En effet, « certains agents exclusifs se trouvent ainsi pris entre deux feux, ce sont les concessionnaires exclusifs pour la Belgique qui, ayant reçu du concédant, demeurant à l'étranger, l'exclusivité de la vente d'un produit, la cèdent à des agents que nous appellerons sous-concessionnaires, établis en Belgique. Je suppose que le concédant à l'étranger résilie abusivement le contrat; le concessionnaire exclusif en Belgique aura un recours contre lui en vertu de la nouvelle législation, dont le projet nous est soumis, mais ce recours risque de rester lettre morte si le concédant, habitant à l'étranger, ne possède pas de biens en Belgique. Le concessionnaire principal est donc forcé, puisque le concédant lui retire la concession exclusive, de retirer la concession à ses sous-concessionnaires. Et voilà que ceux-ci dirigent une action contre le concessionnaire exclusif pour la Belgique, qui n'en [ne?] peut rien mais qui est obligé de leur payer des indemnités. C'est surtout la troisième catégorie d'indemnités qui sera lourde dans l'application: les dédits ou préavis dus aux employés des sous-concessionnaires. Le concessionnaire principal va ainsi être obligé de payer des centaines de milliers de francs, ou un ou deux millions, à des sous-concessionnaires dans toute la Belgique et il sera désarmé contre le concédant parce que celui-ci demeure à l'étranger » [4].
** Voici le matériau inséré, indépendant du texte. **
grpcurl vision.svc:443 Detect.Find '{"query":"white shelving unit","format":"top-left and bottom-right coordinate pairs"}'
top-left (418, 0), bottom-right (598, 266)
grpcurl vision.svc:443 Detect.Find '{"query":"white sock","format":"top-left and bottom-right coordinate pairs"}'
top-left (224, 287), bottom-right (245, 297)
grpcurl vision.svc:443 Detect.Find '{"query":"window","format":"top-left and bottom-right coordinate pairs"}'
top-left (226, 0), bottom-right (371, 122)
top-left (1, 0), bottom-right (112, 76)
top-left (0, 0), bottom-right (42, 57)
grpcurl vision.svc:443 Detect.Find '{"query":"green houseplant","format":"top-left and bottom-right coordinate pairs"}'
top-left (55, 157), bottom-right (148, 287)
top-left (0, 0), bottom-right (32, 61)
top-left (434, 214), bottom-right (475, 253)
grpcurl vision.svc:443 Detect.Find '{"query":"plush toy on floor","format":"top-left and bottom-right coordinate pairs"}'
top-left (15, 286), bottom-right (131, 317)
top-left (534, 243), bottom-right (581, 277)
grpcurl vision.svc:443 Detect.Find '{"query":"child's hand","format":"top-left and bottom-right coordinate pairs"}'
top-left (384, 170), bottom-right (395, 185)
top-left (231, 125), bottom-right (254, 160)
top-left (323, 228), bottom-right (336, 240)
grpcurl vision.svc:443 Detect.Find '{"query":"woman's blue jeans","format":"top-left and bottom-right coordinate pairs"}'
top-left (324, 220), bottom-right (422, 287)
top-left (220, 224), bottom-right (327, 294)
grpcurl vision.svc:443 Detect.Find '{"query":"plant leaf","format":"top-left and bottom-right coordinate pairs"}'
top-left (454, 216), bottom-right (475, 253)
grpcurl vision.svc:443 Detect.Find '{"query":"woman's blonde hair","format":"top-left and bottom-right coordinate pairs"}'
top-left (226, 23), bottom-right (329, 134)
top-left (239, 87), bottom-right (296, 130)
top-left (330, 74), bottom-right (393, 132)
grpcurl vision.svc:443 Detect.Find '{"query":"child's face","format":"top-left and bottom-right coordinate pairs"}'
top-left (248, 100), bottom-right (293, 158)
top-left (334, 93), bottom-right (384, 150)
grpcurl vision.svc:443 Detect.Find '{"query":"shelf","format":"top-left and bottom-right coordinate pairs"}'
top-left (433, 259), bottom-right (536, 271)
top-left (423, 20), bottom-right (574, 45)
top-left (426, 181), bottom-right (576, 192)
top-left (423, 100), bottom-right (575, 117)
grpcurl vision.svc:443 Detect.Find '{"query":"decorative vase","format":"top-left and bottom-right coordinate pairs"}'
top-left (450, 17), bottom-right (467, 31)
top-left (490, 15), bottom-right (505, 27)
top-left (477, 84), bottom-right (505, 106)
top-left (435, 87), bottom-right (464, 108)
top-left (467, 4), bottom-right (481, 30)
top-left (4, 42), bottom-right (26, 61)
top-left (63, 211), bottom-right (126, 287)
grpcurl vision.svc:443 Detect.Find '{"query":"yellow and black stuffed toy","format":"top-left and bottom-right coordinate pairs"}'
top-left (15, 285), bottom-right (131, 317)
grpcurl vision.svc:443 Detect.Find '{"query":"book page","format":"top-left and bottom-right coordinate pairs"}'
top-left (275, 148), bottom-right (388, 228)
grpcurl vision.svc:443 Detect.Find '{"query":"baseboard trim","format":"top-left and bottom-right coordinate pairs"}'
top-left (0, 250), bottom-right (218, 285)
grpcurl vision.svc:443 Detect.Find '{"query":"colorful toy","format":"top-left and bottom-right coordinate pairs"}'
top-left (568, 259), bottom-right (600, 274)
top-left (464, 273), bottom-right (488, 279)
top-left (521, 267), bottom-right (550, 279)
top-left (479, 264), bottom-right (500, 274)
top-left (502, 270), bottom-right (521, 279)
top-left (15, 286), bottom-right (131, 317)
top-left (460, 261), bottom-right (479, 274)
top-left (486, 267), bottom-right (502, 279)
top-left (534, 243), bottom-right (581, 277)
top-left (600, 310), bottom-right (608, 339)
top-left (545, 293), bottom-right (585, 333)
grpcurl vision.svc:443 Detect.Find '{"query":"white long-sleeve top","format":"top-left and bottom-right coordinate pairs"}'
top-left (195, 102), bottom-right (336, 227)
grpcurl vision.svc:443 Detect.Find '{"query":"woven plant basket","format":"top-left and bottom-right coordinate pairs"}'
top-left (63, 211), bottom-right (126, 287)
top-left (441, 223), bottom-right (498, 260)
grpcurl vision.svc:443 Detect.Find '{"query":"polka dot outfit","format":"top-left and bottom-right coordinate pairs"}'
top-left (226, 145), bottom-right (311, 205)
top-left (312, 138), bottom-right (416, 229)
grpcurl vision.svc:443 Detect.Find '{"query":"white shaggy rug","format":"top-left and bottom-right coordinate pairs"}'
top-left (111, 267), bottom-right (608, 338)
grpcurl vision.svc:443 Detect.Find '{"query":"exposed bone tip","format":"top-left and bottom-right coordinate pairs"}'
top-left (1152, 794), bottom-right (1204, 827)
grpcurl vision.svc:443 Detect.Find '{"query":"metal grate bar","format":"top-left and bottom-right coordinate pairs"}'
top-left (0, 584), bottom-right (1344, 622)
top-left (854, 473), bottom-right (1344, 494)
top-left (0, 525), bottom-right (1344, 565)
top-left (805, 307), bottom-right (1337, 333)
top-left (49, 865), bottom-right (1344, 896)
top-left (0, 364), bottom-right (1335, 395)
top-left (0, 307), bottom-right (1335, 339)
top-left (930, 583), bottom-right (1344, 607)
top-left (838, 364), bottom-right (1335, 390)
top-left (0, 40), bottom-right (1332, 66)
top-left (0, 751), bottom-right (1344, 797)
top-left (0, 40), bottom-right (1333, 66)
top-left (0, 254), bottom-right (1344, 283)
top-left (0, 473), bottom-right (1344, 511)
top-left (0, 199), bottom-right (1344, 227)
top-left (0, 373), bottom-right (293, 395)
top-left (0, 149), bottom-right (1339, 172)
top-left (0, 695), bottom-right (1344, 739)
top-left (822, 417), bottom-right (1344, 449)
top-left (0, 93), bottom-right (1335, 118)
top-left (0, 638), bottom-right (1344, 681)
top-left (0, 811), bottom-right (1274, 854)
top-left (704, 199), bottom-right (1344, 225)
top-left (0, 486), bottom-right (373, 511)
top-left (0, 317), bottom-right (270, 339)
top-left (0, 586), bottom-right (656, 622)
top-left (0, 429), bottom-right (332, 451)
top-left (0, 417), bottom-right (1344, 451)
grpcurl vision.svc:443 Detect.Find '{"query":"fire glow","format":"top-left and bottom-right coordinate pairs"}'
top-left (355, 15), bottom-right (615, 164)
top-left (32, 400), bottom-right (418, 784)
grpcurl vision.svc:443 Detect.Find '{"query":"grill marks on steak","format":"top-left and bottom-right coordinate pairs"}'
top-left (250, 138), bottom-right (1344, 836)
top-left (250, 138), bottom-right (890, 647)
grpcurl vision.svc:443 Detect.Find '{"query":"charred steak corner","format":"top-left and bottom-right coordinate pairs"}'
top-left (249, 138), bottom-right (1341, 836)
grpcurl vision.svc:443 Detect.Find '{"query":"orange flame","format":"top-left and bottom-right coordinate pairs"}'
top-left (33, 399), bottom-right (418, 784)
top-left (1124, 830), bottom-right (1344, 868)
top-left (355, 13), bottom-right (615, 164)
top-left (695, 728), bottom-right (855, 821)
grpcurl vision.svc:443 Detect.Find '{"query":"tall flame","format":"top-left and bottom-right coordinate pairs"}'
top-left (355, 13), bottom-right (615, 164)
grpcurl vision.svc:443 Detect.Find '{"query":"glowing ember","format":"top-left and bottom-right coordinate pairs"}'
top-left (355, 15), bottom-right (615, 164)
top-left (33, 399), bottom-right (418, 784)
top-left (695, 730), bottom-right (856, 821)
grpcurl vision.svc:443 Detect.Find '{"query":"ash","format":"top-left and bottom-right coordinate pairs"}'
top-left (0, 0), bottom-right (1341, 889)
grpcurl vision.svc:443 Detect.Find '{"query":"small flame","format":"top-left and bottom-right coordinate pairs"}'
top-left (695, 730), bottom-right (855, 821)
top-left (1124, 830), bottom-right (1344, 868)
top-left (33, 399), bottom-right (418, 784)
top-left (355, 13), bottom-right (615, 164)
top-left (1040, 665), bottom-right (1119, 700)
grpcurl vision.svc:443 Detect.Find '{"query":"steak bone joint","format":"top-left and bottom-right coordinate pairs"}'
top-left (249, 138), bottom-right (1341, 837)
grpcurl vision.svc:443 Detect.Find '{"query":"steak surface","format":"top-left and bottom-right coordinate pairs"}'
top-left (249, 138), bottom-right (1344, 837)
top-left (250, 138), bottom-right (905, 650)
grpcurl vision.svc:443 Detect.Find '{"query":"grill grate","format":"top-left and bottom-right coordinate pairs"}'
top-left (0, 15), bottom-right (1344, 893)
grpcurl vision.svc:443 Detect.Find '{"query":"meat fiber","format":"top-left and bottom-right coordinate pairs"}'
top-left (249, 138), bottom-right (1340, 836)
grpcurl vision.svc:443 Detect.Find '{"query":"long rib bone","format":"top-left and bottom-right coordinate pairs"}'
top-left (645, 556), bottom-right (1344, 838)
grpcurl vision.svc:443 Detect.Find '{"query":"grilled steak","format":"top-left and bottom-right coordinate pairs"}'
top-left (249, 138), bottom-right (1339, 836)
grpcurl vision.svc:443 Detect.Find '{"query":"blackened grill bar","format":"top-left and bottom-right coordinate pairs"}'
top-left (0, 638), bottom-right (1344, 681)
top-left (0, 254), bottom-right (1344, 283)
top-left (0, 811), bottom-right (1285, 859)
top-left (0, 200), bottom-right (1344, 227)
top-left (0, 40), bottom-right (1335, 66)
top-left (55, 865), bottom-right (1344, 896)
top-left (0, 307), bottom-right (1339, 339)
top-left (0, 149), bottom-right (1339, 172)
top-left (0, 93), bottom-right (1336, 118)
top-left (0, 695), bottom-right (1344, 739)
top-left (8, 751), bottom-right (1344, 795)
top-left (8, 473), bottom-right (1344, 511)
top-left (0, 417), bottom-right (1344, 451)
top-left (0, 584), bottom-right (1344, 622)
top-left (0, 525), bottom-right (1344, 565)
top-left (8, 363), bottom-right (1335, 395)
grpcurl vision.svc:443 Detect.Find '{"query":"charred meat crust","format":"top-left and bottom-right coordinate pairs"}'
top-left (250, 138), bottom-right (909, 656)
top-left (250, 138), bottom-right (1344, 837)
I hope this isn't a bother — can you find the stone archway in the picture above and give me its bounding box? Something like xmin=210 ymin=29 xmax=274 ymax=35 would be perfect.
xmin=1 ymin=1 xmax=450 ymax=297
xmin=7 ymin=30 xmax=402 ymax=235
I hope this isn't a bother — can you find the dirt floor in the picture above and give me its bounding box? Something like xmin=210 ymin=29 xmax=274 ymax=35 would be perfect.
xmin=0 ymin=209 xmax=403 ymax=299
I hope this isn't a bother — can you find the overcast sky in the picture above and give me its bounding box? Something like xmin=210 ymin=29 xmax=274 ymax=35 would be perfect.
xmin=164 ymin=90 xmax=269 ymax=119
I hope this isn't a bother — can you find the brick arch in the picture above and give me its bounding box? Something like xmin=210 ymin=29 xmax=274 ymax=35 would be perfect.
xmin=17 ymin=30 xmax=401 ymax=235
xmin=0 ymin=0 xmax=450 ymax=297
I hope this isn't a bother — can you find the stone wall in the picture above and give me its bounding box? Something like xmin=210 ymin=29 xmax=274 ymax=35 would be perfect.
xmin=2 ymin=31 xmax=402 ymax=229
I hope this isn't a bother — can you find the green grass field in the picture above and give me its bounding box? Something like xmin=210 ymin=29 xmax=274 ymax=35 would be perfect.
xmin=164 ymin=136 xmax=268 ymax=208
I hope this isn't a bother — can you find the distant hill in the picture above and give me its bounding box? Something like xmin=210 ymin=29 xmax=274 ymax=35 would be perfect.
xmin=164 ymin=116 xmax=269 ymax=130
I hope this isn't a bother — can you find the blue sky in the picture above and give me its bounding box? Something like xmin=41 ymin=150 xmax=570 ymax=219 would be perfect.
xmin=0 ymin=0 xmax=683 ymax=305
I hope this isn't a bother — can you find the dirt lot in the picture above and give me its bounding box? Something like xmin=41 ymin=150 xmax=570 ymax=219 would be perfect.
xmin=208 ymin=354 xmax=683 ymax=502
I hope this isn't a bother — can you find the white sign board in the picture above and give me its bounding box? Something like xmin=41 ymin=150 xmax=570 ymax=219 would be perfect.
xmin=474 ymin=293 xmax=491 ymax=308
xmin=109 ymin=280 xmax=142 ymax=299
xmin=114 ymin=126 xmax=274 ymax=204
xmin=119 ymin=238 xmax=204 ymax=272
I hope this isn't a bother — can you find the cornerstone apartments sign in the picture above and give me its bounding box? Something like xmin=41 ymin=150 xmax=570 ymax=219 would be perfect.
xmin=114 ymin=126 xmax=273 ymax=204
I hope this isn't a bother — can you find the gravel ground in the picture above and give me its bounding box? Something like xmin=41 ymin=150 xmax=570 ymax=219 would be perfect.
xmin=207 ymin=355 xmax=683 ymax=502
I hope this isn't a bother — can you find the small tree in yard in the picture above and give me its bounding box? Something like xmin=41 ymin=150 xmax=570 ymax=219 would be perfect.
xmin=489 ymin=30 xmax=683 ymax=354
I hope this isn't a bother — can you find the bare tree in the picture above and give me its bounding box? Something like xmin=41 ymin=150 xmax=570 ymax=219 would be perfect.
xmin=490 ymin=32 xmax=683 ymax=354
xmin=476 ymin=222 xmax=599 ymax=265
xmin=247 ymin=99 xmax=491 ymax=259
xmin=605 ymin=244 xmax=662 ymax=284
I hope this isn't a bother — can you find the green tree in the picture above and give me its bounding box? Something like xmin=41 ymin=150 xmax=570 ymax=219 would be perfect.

Cet amendement limitant les droits du sous-concessionnaire a été proposé dans le but de « respecter mieux l'équité ».

Il nous semble que le juge, saisi d'une contestation à ce sujet, doit garder à l'esprit la raison d'être de cette disposition et examiner scrupuleusement toutes les circonstances de l'espèce qui lui est soumise afin de vérifier si la résiliation est, ou non, intervenue indépendamment de la faute ou de la volonté du concessionnaire principal.

Une configuration, telle que celle qui existait dans l'espèce soumise à la cour d'appel, dans laquelle l'importateur est une société indépendante du fabricant étranger, devrait à notre sens être clairement distinguée de l'hypothèse dans laquelle le fabricant et l'importateur font partie d'un même groupe de sociétés.

En ce sens, il fut jugé que, lorsque la décision de mettre fin à la concession principale a été prise de commun accord par le concédant initial et le concessionnaire général, faisant tous deux partie d'un même groupe de sociétés et n'ayant donc pas d'intérêts contradictoires, la résiliation de la sous-concession n'est pas « intervenue indépendamment de la volonté du concessionnaire principal » [5]. Dans cette affaire, la cour s'était basée sur la dépendance ou l'interdépendance financière ou économique entre les sociétés diverses, et sur la participation croisée des mêmes personnes physiques ou morales se trouvant dans plusieurs sociétés distinctes. Elle avait par ailleurs estimé que cette communauté d'intérêts était également prouvée par le manque de réaction de la société concessionnaire dont le contrat avait été résilié à l'encontre de son concédant alors que cette résiliation la privait d'un marché exclusif.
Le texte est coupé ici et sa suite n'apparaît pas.